La precisión que protege funciones vitales
La cirugía asistida por robot no solo reduce incisiones y acelera la recuperación; aporta exactitud quirúrgica en intervenciones donde cada detalle cuenta. En cirugías como la prostatectomía, la preservación de nervios responsables de la continencia urinaria y la función eréctil depende de una precisión extrema.
“Remover la próstata y reconstruir correctamente es un procedimiento muy complejo”, explica, subrayando cómo la robótica permite minimizar riesgos y mejorar resultados oncológicos y funcionales.
Medicina con humildad y gratitud
Más allá de la tecnología, Sotelo resalta la generosidad del paciente como fuente permanente de aprendizaje. Cada caso es distinto, incluso tras miles de cirugías.
“Siempre les digo: gracias por dejarme ser parte de su historia, porque ellos son parte de la mía”, comparte, recordando decisiones personales difíciles —como ausentarse de momentos familiares— que reflejan el compromiso con la vida de otros.
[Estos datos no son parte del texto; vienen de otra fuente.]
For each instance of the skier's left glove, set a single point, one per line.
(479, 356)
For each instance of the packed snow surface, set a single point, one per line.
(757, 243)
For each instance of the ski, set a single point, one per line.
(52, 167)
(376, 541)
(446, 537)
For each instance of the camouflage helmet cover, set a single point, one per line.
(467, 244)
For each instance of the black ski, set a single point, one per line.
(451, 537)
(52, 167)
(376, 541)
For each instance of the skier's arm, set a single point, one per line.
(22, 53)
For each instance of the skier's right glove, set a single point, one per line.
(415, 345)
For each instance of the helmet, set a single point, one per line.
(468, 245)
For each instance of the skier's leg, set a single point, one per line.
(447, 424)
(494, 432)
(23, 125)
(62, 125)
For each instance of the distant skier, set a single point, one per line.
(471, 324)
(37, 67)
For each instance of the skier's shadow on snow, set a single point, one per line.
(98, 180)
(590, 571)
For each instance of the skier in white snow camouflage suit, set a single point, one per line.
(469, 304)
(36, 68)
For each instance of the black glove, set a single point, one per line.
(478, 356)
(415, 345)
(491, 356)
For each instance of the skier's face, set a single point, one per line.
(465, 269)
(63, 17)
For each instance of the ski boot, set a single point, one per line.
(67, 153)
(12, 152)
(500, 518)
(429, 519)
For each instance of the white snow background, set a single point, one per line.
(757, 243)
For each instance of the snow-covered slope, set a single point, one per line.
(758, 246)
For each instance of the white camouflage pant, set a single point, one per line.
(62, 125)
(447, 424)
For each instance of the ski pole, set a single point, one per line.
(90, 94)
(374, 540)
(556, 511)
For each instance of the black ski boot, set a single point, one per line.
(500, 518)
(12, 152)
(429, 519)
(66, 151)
Innovar desde la experiencia
Su trayectoria en laparoscopia lo llevó a Brasil, Japón y Estados Unidos, y luego a pionerar técnicas en América Latina, como la reparación laparoscópica de fístulas vesicovaginales. Entender el mecanismo del daño permitió perfeccionar la técnica y replicarla en distintos países, con resultados que cambiaron la calidad de vida de pacientes complejas.
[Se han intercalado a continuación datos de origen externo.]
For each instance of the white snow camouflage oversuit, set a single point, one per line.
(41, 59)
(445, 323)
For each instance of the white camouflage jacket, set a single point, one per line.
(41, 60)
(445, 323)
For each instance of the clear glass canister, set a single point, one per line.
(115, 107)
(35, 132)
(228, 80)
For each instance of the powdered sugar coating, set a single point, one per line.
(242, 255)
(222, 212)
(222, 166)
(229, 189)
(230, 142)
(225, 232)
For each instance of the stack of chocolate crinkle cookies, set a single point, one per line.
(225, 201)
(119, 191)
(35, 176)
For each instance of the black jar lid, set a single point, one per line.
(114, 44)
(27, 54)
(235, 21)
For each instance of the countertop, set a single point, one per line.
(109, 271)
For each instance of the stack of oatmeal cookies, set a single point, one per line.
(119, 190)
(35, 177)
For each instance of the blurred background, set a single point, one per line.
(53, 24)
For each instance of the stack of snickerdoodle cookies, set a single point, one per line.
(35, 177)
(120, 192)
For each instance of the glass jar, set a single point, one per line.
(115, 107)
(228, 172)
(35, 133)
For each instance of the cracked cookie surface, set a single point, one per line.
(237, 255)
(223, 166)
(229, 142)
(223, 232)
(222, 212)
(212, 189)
Formación, alianzas y acceso local
Sotelo enfatiza que la tecnología sin talento no basta. El reto es formar recursos humanos y crear alianzas que acerquen la robótica a los pacientes sin obligarlos a salir de su entorno —por costos, visas o logística—.
Con la llegada del robot a centros como Clínica Breo y HS Medical Center, se abren oportunidades para telemedicina, docencia y entrenamiento, fortaleciendo capacidades locales. “Si los pacientes no pueden venir a nosotros, nosotros debemos ir a ellos”, concluye.
Cuando un milímetro cambia una vida, la tecnología importa. Pero también importan la ética, la enseñanza y la voluntad de compartir conocimiento para que la precisión llegue a más personas.